10-11-12 Nisan tarihlerinde Türkiye’nin birçok bölgesinde hava sıcaklıklarının -15 dereceye kadar düştüğünü hatırlatan Sarıbal, "Bu sadece bir don olayı değil, hem radyasyon hem adveksiyon tipi donun aynı anda görüldüğü, üretim alanlarını adeta buz kestiren, meyve bahçelerini kavuran bir felaketti" dedi. Bu durumun, tek tip bir don olayı olmaktan öte, çok daha kapsamlı bir felaket olduğunu vurguladı.
En Büyük Hasar Üzümde: Önleyici Tedbirler Neden Alınmadı?
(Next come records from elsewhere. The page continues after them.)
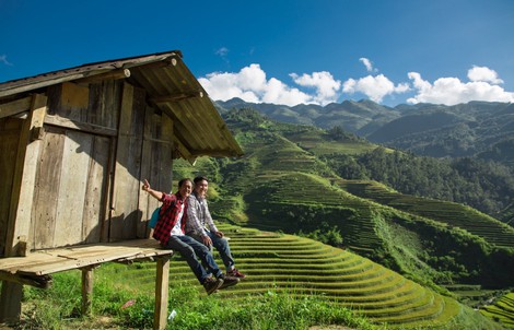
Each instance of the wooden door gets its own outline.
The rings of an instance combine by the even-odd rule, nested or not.
[[[33,204],[35,249],[101,241],[112,138],[45,128]]]

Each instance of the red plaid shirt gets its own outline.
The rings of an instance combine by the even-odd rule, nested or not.
[[[183,201],[180,193],[176,192],[174,195],[167,195],[163,192],[163,198],[161,200],[163,205],[161,212],[159,213],[159,221],[153,229],[153,238],[159,240],[161,245],[166,245],[170,240],[170,236],[173,227],[177,223],[178,214],[184,209],[184,214],[182,216],[180,228],[184,233],[187,222],[187,199]],[[172,210],[168,210],[170,207],[173,207]]]

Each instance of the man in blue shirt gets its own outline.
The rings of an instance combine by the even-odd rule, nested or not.
[[[195,189],[188,198],[186,235],[203,243],[208,247],[213,246],[220,252],[221,259],[226,267],[227,276],[244,279],[246,275],[235,268],[229,241],[223,237],[223,232],[218,229],[209,212],[206,199],[209,180],[203,176],[199,176],[194,179],[194,182]]]

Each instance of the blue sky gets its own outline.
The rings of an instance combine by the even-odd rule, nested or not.
[[[514,101],[512,0],[0,0],[0,82],[179,49],[213,99]]]

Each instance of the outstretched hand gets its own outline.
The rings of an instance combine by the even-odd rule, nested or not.
[[[147,179],[144,179],[144,184],[143,184],[143,187],[142,187],[141,189],[143,189],[144,191],[149,191],[149,190],[150,190],[150,184],[148,182]]]

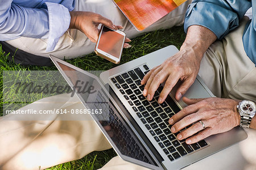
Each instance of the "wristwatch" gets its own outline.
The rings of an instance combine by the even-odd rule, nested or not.
[[[243,100],[237,106],[240,115],[240,126],[249,128],[256,113],[256,105],[252,101]]]

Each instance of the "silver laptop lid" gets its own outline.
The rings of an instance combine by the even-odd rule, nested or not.
[[[101,114],[90,115],[122,159],[149,168],[163,169],[154,155],[139,142],[126,119],[118,113],[118,106],[113,106],[114,100],[97,76],[52,55],[50,58],[86,109],[102,109]],[[81,93],[81,89],[88,86],[93,87],[92,93],[86,93],[86,90]]]

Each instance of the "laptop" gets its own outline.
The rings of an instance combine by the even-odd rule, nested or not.
[[[102,72],[100,77],[52,55],[50,58],[85,108],[98,109],[91,116],[120,157],[153,169],[178,169],[245,139],[247,134],[237,127],[189,145],[176,139],[168,120],[186,105],[174,98],[176,88],[159,104],[163,85],[148,101],[142,95],[144,85],[140,82],[150,69],[177,52],[175,46],[168,46]],[[80,89],[89,83],[92,90],[79,93],[77,82]],[[214,97],[199,76],[184,96]],[[110,128],[106,130],[106,126]]]

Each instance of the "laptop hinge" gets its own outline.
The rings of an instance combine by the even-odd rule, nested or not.
[[[106,84],[105,85],[105,88],[109,90],[109,94],[110,96],[113,97],[113,98],[114,99],[115,102],[117,103],[117,104],[118,105],[118,106],[121,109],[122,113],[125,114],[125,115],[126,117],[126,118],[130,121],[131,125],[133,126],[134,128],[136,130],[137,132],[139,134],[139,135],[141,136],[141,137],[142,138],[142,139],[144,140],[144,142],[146,143],[147,146],[148,147],[151,151],[153,153],[156,159],[160,162],[162,163],[164,159],[161,156],[161,155],[159,154],[159,153],[157,151],[156,149],[155,148],[153,144],[151,143],[150,140],[148,139],[148,138],[147,137],[147,136],[145,135],[145,134],[143,132],[141,128],[141,127],[139,126],[139,125],[136,122],[136,121],[133,118],[133,117],[131,116],[130,114],[129,111],[127,110],[126,107],[123,105],[122,102],[120,101],[115,93],[114,92],[113,89],[111,88],[110,86],[108,84]]]

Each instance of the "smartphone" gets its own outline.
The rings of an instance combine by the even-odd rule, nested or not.
[[[126,35],[123,31],[113,30],[102,25],[95,52],[111,62],[119,64],[126,38]]]

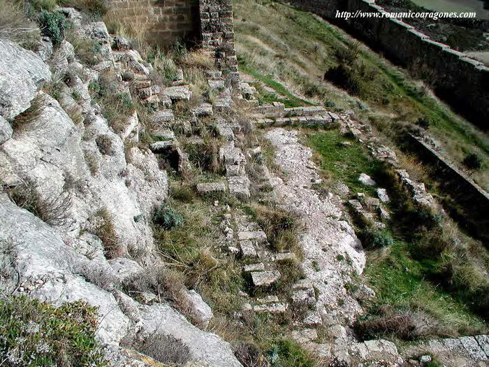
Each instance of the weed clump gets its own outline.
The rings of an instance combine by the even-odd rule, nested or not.
[[[479,171],[482,168],[482,159],[475,153],[467,154],[462,163],[471,171]]]
[[[94,217],[96,222],[94,234],[102,241],[105,257],[109,259],[117,257],[120,254],[119,239],[110,212],[106,208],[103,208],[95,212]]]
[[[50,12],[43,10],[38,18],[43,36],[49,37],[53,44],[59,45],[64,39],[66,28],[66,19],[60,11]]]
[[[367,247],[387,247],[394,244],[388,231],[367,228],[362,231],[363,243]]]
[[[96,344],[96,308],[54,306],[24,296],[0,299],[0,359],[6,366],[107,366]]]
[[[297,215],[279,208],[254,205],[252,214],[267,234],[270,245],[277,251],[298,250],[300,222]]]
[[[180,226],[183,224],[183,217],[167,204],[161,206],[153,216],[154,224],[161,226],[167,231]]]

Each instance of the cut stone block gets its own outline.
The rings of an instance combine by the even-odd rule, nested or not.
[[[226,192],[226,185],[222,182],[198,184],[197,185],[197,192],[200,195],[224,194]]]
[[[312,288],[312,283],[309,279],[298,280],[293,286],[293,289],[309,289]]]
[[[391,199],[389,196],[387,194],[387,190],[386,189],[377,189],[377,196],[382,203],[387,203]]]
[[[212,106],[210,103],[202,103],[194,110],[195,115],[198,117],[205,117],[214,115]]]
[[[243,266],[243,273],[251,273],[252,271],[261,271],[265,270],[265,265],[263,263],[252,264]]]
[[[292,331],[292,338],[299,344],[306,344],[317,339],[318,333],[315,329],[294,330]]]
[[[256,302],[258,303],[273,303],[279,301],[279,298],[277,296],[267,296],[263,298],[256,298]]]
[[[316,295],[314,288],[298,289],[292,294],[292,303],[295,305],[314,305],[316,303]]]
[[[256,312],[267,313],[284,313],[287,311],[289,305],[284,302],[276,303],[266,303],[253,306],[253,310]]]
[[[251,273],[251,280],[255,287],[268,287],[280,279],[280,272],[277,271],[255,271]]]
[[[256,251],[251,241],[241,241],[240,242],[240,247],[241,247],[241,254],[243,257],[256,257]]]
[[[174,147],[175,143],[173,141],[156,141],[149,145],[149,149],[154,153],[164,153]]]
[[[231,195],[241,200],[249,199],[249,180],[246,176],[234,176],[228,178],[229,192]]]
[[[489,336],[487,335],[478,335],[474,338],[482,350],[486,353],[486,355],[489,358]]]
[[[267,235],[263,231],[238,232],[238,238],[240,240],[251,240],[257,243],[263,243],[267,240]]]
[[[155,138],[159,138],[163,141],[175,139],[175,133],[170,129],[159,129],[151,134]]]
[[[284,252],[283,254],[277,254],[275,260],[277,261],[293,261],[297,259],[295,254],[293,252]]]
[[[317,311],[309,311],[302,320],[306,326],[319,326],[323,324],[323,320]]]
[[[226,87],[222,79],[207,79],[207,82],[211,89],[224,89]]]
[[[164,89],[163,93],[172,101],[190,101],[192,96],[188,85],[168,87]]]
[[[463,336],[460,338],[462,345],[467,351],[470,357],[476,361],[487,360],[486,353],[482,350],[480,345],[473,336]]]
[[[175,120],[172,110],[160,110],[151,117],[154,124],[162,124],[165,122],[170,122]]]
Sarıbal, don felaketinin ürünler üzerindeki etkisini de rakamlarla açıkladı: "Hasarın yüzde 51’i üzümde, yüzde 15’i kayısıda, yüzde 10’u fındıkta, yüzde 7’si ise şeftali ve nektarinde meydana geldi." Milletvekili, çiftçilere aktif donla mücadele teknikleri (suni sisleme, su uygulama, havayı karıştırma, ısıtma sistemleri) için teknik ve maddi destek verilseydi, bu kayıpların büyük kısmının önlenebileceğini dile getirdi.
İktidarın yaşanan bu doğal felakete karşı gereken önlemleri almadığını belirten Sarıbal, "Yine üreticiyi kaderiyle baş başa bıraktılar. Bu anlayışla ne gıda enflasyonu düşer, ne tarım ayakta kalır, ne kırsal kalkınır. Üreticiyi desteklemeyen, felaketlere hazırlıksız olan, zararı karşılamayan bir tarım politikası sürdürülebilir olamaz" değerlendirmesinde bulundu.